To evaluate the ability of real-time AWSA to estimate the wound area, we used Equation (2) to calculate the percentage error E for evaluating the ability of real-time AWSA to estimate wound area, where s is the true area and

\hat{s}

is the estimated area.

E = \frac{| s - \hat{s} |}{S} \times 100 %

(2)

4.3. Experimental Details

A gradient descent decay operation was used to find the learning rate during the training. The initial learning rate was set to 0.01, and the batch size during training was set to 8. Furthermore, we employed model training using pretrained weights and compared it with training from scratch, as shown in Figure 7. In terms of validation loss, training with pretrained weights converged to 0.015 after around 20 epochs, while training from scratch fluctuated around 0.04 even at the end of training. From epoch 3, the validation dice value of the model with pretrained weights showed better performance than the training from scratch. As depicted in the figure, the validation dice value of the pretrained weight strategy was stable at around 0.995, while the training strategy from scratch was stable at around 0.981.

5. Results and Discussion

The performance of real-time AWSA in terms of segmenting wound images and estimating wound area is detailed in this section.

5.1. Testing Metrics

The calculation formula for wound segmentation accuracy is as follows:

m A P = \frac{1}{| Q_{R} |} \sum_{q \in Q_{R}} A P (q)

(3)

mAP is an important indicator to measure the accuracy of segmentation, where Q_R represents the number of verification datasets.

m-IoU is the average of the intersection-over-union ratio of the real label and the predicted segmentation. The larger the ratio, the more accurate the segmentation. The formula is as follows:

m I o U = \frac{1}{k + 1} \sum_{i = 0}^{k} \frac{p_{i i}}{\sum_{j = 0}^{k} p_{i j} + \sum_{j = 0}^{k} p_{j i} + p_{i i}}

(4)

where p_ij represents predicting category i as category j.

The recall represents the ratio of the predicted wound area to the real wound area. The closer the ratio is to 1, the more accurate the segmentation. The formula is as follows:

Recall = TP/(TP + FN)

(5)

The dice score is the harmonic mean of precision and recall and reflects the segmentation accuracy.

5.2. Segmentation Performance of Different Network Structures on Two Wound Datasets

We adopted the STDC-Net classification network as the backbone of the segmentation model in this study. The models were divided into STDC-Net813 and STDC-Net1446 based on the complexity of the model. Experiments were conducted on two wound datasets, WOUND-1 and WOUND-2, to demonstrate the effectiveness of our adapted model. Considering STDC-Net as the benchmark, the models were divided into eight categories based on whether they used pretrained weights or added a coordinated attention mechanism.

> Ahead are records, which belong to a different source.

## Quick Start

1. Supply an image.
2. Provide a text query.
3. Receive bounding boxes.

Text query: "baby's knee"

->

Each segmentation method was implemented on each image in each test dataset to evaluate the effectiveness of all models. Then, we calculated six metrics: mAP, mIoU, recall, dice score, FPS, and AUC. Table 3 presents the results obtained for all networks using WOUND-1 and WOUND-2. As depicted in the table, the model using pretrained weights had better segmentation accuracy, and the network segmentation accuracy was further improved using the coordinated attention mechanism. All indicators were improved, but the FPS was reduced by about 9%. Further, the performance of STDCNet_CA813_Pretrain was slightly lower than that of STDCNet_CA1446_Pretrain in terms of dice score and AUC. On comparing the FPS, that of STDCNet_CA813_Pretrain was found to be 25% higher than that of STDCNet_CA1446_Pretrain, reflecting the higher processing speed of the network. Because of the complexity of the network, STDCNet_CA813_Pretrain was slightly inferior to STDCNet813 in terms of processing speed, but was significantly better than STDCNet813 in terms of segmentation accuracy. Therefore, considering all aspects, we selected STDCNet_CA813_Pretrain as the model for real-time AWSA.

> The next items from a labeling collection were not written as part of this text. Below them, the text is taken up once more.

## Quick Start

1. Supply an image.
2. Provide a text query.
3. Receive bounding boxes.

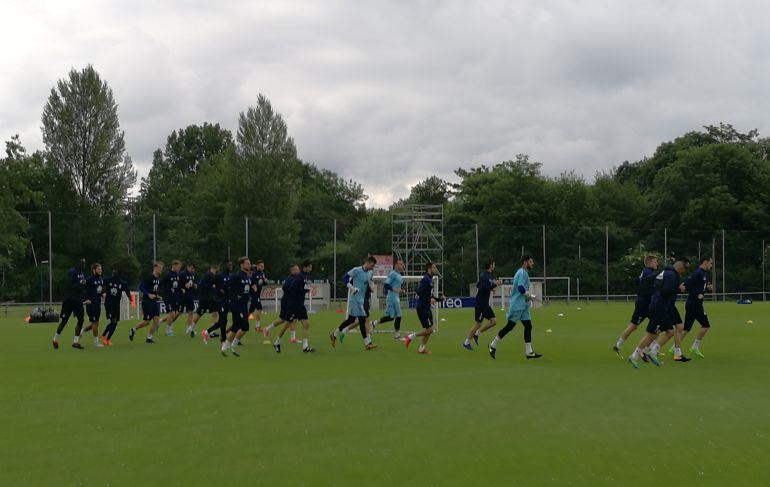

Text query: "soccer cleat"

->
[690,348,706,358]
[644,352,661,367]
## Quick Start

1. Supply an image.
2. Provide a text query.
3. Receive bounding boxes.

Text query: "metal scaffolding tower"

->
[392,205,444,290]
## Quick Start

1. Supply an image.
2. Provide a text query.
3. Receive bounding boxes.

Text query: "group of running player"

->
[612,255,714,369]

5.3. Comparison of Real-Time AWSA with State-of-the-Art Methods

Next, we compared real-time AWSA with state-of-the-art models, mainly including ASURA (U-Net) and DeepLabv3+. Chino et al. proved that ASURA using U-Net as its backbone outperformed CL-Measure, superpixel-based ICARUS, and DL-based QTDU. Therefore, we mainly used ASURA with U-Net as the backbone and the general image semantic segmentation model DeepLabv3+ as the comparison object. As depicted in Table 4, our model performed best on the mAP, m-IoU, recall, dice score, FPS, and AUC metrics. Specifically, the mAP, m-IoU, recall, and dice score values of real-time AWSA on the two wound datasets were about 0.14%, 2.7%, 0.44%, and 0.14% higher than those of the second-ranked method, ASURA (U-Net), respectively. This confirmed that our improved model had a better segmentation capability. Meanwhile, the FPS values of our method for the two wound datasets were 100.08 and 102.11, which were about 42% higher than those of the second-ranked method, Deeplabv3+, reflecting better real-time performance. Further, the AUC best reflected the overall segmentation performance of the models. In this study, our network achieved AUC levels of 0.9938 and 0.9949, demonstrating the robustness of our method.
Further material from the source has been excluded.